Five Worst Mistakes Entrepreneurs Make When Pitching Angel Investors - mvs
http://www.entrepreneur.com/article/220141

======
mvkel
This post sounds great on paper, but in my experience, the investors
themselves ask about all the items you forbid talking about. Maybe that's the
mark of a crappy investor, but I think an entrepreneur should be prepared to
answer the question, or NOT answer the question where appropriate.

2) I've had investors ask for very obscure numbers and forecasts related to
user base, revenue, etc. thirty minutes into a meeting.

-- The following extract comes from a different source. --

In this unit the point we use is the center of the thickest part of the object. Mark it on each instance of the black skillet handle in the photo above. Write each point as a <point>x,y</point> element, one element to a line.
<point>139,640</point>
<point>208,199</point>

3) I've been scolded by a VC for not putting, literally, a graph with tiny
letters of revenue forecasts. Absolutely silly and impractical, but they
wanted it.

4) A business plan is there for a reason -- to outline the strategy of your
business. It's often sent to an investor before you even meet them. If you're
going to do other stuff right from the gun, why isn't it in the business plan?
An investor's confidence would be lowered if half of your presentation
contradicts what's mentioned in the plan.

5) Without fail, all the investors I met with asked "how much do you want to
raise?" with a quick follow-up "how much do you think your company is worth?"
Now, I don't think you should EVER answer the second question, but I just
wanted to mention that the question WILL come up, and you need to be able to
block/bridge appropriately. Just saying "I will not answer that" won't
suffice.

I think, ultimately, you need to balance what makes sense to present and what
the VC/angel actually wants to see, no matter how impractical.